Monday, November 14, 2016

Which is Healthier: Peanut Milk or Milk Cow

Currently available are various types of milk. In addition to cow's milk, there is soy milk, cashews, almonds, and coconut milk. Which are the most healthy?

"Depending on the manufacturer," said Sara Haas, a dietitian speaking on behalf of the Academy of Nutrition and Dietetics. "I'm asking people to read the label on the package," he said.

Vegetarians may prefer milk from plants rather than animals. But judging from the content of nutrients, a recent study published in the Journal of Pediatric Gastroenterology and Nutrition confirmed that milk from plant materials vary in terms of nutritional profiles.

The journal authors recommend children to drink cow's milk, unless they have a medical reason can not drink cow's milk.

One glass with milk as much as 220 grams of milk contains about eight grams of protein and a third of the recommended calcium intake. Cow's milk naturally contains potassium and vitamin B12 as well as fortified vitamins A and D.

In terms of nutrition, vegetable-based milk, in addition to soy milk, which contains no more than one gram of protein. Unless it is enriched milk protein.

Soy milk often contains protein as cow's milk, but contains no calcium. Although there are also calcium-fortified soy milk.

Coconut milk or coconut milk may include the poorest nutrition. There was no protein content. Coconut milk also contains very little calcium.

Milk like almond and cashew cashews do contain protein and calcium. Unfortunately, both the nutrients lost during processing.

To boost the nutritional profile, some manufacturers enrich it to increase the protein content, calcium phosphate or calcium carbonate and vitamins.

But today, experts are still debating whether the extra nutrients are absorbed and used efficiently by the body as well as nutrients that occurs naturally in food.

Calcium in cow's milk is naturally present in it and absorbed better by the body.

"Cow's milk contains lactose and casein which helps increase the absorption of calcium and calcium helps the absorption of vitamin D," said Sina Gallo, assistant professor of nutrition and food at George Mason University.

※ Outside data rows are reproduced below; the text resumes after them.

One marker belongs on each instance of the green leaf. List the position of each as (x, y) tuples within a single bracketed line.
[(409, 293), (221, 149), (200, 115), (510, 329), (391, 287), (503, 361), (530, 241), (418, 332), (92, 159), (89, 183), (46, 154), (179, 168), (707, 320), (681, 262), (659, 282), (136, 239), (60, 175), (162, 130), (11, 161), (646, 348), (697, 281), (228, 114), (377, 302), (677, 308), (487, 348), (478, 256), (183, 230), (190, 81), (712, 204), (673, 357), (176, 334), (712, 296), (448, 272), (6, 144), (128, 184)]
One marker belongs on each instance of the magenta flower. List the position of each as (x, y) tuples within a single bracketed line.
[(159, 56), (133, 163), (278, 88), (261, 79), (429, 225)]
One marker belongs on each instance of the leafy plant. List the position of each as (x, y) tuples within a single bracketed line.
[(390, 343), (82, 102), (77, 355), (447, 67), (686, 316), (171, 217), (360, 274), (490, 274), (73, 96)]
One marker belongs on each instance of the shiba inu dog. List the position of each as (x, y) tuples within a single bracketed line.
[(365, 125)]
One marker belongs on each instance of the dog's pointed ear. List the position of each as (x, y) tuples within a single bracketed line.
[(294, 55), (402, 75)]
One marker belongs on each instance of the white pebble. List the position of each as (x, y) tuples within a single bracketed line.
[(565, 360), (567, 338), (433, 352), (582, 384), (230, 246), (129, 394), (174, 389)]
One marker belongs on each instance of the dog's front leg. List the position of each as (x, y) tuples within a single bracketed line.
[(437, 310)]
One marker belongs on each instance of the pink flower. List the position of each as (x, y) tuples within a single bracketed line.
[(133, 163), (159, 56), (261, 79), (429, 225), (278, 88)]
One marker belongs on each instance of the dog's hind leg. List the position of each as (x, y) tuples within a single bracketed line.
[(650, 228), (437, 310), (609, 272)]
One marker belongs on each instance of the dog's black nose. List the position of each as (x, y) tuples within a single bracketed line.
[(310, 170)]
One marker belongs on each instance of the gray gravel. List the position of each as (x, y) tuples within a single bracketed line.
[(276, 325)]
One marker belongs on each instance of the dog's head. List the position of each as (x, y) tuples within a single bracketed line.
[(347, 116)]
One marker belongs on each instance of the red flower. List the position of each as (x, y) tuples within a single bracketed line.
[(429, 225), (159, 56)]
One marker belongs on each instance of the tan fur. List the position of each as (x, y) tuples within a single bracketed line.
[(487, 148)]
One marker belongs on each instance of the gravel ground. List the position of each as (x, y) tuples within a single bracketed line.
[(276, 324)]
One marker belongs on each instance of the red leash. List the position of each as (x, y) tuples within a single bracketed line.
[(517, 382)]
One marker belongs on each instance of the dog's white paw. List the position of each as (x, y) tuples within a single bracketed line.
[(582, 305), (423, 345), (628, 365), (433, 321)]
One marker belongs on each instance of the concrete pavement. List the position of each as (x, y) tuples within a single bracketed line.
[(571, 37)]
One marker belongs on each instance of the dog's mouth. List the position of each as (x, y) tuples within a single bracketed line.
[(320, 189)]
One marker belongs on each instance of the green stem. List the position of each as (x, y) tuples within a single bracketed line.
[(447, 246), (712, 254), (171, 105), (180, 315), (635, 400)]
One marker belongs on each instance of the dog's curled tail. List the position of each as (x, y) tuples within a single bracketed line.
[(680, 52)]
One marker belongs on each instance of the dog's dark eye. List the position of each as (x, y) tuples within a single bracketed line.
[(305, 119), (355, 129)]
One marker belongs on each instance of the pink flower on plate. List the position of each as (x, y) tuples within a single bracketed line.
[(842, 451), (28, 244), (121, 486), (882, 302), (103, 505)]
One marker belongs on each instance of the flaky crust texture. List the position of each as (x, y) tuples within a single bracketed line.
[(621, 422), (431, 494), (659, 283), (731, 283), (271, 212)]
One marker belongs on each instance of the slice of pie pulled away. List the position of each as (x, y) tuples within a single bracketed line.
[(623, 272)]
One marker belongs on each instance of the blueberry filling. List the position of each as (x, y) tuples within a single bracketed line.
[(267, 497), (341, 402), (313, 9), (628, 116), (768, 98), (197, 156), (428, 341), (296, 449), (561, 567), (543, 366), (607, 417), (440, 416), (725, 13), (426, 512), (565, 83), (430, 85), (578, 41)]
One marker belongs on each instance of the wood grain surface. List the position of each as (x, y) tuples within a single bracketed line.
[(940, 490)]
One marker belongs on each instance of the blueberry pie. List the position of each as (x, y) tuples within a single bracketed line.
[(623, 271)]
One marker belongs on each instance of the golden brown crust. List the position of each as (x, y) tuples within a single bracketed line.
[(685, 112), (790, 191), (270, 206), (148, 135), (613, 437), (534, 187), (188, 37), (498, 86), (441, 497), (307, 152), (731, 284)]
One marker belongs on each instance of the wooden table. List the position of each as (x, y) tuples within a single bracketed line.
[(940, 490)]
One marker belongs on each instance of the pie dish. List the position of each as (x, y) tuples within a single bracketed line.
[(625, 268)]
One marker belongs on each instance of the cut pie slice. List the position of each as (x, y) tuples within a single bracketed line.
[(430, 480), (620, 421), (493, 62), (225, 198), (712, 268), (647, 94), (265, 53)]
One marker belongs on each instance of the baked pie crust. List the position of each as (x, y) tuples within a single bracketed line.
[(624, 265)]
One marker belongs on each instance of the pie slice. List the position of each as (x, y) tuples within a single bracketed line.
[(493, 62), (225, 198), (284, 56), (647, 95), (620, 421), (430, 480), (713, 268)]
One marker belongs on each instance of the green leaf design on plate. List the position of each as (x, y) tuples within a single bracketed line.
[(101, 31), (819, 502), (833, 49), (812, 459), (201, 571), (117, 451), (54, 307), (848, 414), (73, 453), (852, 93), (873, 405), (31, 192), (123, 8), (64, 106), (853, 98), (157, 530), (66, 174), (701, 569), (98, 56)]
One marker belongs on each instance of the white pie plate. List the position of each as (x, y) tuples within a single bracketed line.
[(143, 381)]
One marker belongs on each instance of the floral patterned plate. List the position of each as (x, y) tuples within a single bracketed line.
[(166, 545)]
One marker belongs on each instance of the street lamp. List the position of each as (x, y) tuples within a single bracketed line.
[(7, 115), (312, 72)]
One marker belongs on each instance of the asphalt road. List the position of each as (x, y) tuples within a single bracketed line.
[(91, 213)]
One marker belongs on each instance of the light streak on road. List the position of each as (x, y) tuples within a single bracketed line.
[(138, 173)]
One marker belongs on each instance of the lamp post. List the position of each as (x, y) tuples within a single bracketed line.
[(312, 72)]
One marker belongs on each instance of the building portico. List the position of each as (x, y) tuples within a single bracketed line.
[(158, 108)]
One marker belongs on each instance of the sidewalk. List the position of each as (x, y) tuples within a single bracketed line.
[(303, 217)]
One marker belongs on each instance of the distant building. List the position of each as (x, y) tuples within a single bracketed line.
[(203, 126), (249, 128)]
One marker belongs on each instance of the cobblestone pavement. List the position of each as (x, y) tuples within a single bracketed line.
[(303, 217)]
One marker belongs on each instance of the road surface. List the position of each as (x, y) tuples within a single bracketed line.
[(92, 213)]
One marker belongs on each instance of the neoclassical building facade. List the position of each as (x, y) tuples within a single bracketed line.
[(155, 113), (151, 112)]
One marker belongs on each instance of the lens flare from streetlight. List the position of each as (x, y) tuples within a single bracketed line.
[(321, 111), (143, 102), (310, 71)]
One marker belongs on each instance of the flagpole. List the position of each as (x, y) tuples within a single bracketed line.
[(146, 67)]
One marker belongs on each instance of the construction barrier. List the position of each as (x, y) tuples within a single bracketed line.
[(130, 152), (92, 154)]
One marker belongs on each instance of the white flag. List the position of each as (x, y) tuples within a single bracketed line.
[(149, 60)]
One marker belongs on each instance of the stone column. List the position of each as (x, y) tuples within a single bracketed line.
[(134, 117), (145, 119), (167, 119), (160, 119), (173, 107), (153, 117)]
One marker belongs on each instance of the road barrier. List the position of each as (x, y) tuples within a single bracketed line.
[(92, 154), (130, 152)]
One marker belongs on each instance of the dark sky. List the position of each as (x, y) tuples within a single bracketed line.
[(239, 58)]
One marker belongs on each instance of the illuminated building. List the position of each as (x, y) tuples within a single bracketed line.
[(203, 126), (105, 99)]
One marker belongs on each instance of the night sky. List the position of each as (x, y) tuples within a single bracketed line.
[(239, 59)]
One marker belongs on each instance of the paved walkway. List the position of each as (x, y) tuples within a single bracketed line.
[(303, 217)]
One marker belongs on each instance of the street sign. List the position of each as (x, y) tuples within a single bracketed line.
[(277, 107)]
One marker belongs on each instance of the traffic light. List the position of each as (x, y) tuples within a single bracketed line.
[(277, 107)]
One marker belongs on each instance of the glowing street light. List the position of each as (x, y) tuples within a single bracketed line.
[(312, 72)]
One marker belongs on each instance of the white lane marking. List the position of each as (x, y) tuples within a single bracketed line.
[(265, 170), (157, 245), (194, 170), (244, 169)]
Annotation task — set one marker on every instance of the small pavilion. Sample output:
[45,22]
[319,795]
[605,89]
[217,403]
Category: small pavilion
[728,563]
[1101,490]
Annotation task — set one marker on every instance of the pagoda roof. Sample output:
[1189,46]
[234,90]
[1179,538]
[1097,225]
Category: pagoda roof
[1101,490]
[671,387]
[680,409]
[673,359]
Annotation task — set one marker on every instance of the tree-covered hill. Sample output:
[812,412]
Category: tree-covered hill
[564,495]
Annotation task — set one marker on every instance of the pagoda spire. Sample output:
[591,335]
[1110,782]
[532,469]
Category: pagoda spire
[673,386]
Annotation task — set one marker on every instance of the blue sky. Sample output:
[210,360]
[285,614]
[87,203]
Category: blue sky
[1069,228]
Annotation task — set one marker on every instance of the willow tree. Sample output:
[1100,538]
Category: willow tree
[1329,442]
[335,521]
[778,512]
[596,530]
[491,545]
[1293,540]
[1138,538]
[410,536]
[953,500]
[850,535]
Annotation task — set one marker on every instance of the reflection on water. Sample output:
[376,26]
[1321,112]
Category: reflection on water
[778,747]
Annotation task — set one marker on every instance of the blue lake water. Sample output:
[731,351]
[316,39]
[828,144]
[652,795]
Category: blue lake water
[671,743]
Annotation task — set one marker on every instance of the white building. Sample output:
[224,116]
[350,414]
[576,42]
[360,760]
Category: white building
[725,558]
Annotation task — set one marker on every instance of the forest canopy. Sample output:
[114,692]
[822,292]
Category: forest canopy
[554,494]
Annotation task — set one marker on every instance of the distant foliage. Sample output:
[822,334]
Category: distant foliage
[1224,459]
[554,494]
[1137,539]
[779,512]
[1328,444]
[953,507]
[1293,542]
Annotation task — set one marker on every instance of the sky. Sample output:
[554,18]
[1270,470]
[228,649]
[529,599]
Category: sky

"There is a synergy between these foods. It all works together," he said.

The amount of vitamin D in the vegetable-based beverages varies. Studies from 2014 to 2831 children found that children who drank non-cow milk had higher levels of vitamin D in the blood were lower than those who drink cow's milk.

There are also other additives in vegetable-based beverages. Substances such as guar gum, xanthan gum or carrageenan are often added to increase the delicacy and softness of the drink.

Some of the additional substances associated with allergic reactions or digestive problems. The FDA had warned the danger of giving a beverage containing xanthan gum to infants.

Fat, sugar and sweeteners and calories must also be considered. The content is quite high in plant-based beverages.